Измеряя ее тело, он тут же мысленно анализировал данные. С руками у нее почти все в порядке. Над объемом талии придется поработать, чтобы ввести его в норму. Она приподняла тенниску, и его пальцы соприкоснулись с гладкой кожей ее живота…
Стараясь не думать ни о чем, он сдвинул ленту ниже и быстро измерил окружность ее бедер. Однако не думать он не мог. Цифры чуть было совсем не вылетели у него из головы — так усердно он думал. А думал он о том, что скоро ему придется снимать мерку с ее груди.
Прошло очень много времени с тех пор, как Фил находился так близко к женщине. Танец с Мелиссой не в счет. Она никогда не задевала его за живое.
Он чувствовал, что Глория смущена. Пару раз, когда он дотрагивался до нее, она вздрагивала. Преисполненный решимости держать свои шальные мысли в узде, он откашлялся.
— Хм… А теперь окружность груди. Ты должна помочь мне это сделать.
Глория пожала плечами и сама измерила грудь, а потом назвала цифры.

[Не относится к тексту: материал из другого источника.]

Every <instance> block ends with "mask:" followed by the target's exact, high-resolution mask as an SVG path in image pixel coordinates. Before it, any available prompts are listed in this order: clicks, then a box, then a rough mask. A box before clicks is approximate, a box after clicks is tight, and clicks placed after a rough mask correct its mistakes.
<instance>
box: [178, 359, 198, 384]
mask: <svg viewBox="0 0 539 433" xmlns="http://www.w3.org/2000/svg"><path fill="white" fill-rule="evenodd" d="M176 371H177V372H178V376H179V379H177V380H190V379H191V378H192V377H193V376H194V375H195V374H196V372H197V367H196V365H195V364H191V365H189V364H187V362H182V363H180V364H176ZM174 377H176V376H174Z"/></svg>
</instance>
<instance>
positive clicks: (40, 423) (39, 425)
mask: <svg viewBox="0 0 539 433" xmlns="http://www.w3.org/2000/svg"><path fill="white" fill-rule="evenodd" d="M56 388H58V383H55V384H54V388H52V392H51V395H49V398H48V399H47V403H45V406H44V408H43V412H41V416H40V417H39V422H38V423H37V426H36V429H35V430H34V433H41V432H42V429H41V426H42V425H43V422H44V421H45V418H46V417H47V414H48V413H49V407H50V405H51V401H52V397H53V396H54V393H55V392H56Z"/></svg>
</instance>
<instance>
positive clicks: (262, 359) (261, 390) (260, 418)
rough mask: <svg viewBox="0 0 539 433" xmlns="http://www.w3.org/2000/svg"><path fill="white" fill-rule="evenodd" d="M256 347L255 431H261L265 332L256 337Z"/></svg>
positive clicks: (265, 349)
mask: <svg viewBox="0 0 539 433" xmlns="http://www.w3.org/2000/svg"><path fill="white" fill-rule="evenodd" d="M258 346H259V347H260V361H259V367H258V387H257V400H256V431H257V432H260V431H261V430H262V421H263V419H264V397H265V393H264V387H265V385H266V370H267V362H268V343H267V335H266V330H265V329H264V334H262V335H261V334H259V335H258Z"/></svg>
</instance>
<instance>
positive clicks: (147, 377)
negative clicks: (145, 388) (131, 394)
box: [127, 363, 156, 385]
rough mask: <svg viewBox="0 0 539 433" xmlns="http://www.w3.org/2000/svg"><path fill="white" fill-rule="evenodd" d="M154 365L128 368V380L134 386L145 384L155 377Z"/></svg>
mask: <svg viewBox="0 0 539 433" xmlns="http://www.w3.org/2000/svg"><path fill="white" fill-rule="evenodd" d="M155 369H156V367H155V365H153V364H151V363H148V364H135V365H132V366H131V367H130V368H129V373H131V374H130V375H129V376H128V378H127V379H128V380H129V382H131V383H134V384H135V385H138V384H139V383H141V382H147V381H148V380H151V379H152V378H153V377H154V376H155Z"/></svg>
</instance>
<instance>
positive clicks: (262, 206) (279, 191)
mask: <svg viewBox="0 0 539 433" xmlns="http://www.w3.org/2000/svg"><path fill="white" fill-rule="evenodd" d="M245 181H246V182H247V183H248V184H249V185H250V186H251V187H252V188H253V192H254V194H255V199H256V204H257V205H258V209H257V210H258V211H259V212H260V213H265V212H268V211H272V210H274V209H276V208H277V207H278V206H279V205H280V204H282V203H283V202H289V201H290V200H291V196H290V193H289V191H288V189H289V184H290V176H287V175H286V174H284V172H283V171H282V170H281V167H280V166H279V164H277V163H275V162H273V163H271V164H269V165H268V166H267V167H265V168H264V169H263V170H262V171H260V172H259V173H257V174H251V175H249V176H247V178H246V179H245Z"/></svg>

— Неплохо, — пробормотал он.
— Спасибо.
Фил почувствовал, что у него начали краснеть уши. Он вовсе не собирался произносить это вслух. Не поднимая глаз от таблицы, он сказал:
— Да, совсем неплохо. Ты просто идеальный кандидат для десяти минут в день. Не то, чтобы ты была совсем не в форме. Но твои данные можно улучшить. — После этого он осмелился наконец посмотреть ей в глаза, не будучи уверенным в том, что он в них увидит.
Но Глория уже стояла у его модели.
— Не могу понять, как эта штука работает.
Он с облегчением вздохнул.
— Позволь. — Работать на тренажере в тысячу раз легче, чем быть так близко к ней. — Очень важную роль в десятиминутке играет разминка. Я буду устанавливать тренажер, а ты пока маршируй на месте и размахивай руками.
Глория приступила к первому этапу десятиминутки.
— Сколько времени уходит на настройку этой машины?
— Около минуты.
— В пределах десятиминутки?
— Нет.
— Значит, это уже одиннадцатиминутка.
Фил бросил на нее укоризненный взгляд.
— Пожалуйста, не цепляйся к словам. Ладно, хватит, разминка окончена.
— С меня уже пот ручьем течет.
— Ты преувеличиваешь. Итак, садись.
Глория оседлала тренажер. Фил опустился на колени и взял в руки ее лодыжку.
— Поставь эту ногу сюда, а ту — туда. Твои колени должны занять вот такое положение.
Проклятое воображение услужливо нарисовало ему ноги Глории, обвивающие что-то или кого-то.
Он придвинул валик к ее груди.
— Теперь возьмись за эту перекладину руками и упрись в валик грудью. — Он подождал пока Глория займет требуемую позицию. — А теперь нажми вниз коленями.
Глория нажала, но ничего не произошло. Фил взял с пола ключ и чуть ослабил тягу. Верхний брус резко опустился.
— Ох. Эта штука давит мне спину.
— Она предназначена для растягивания твоей спины и предохранения мускулов от сокращения, в результате чего усиливается прилив крови к твоим бедрам.
— Как приятно, — промурлыкала Глория, положив голову на мягкий валик и закрыв глаза. Она начала медленные, ритмичные движения коленями вверх-вниз, вверх-вниз, напоминая Макса, потягивающегося после долгого сна.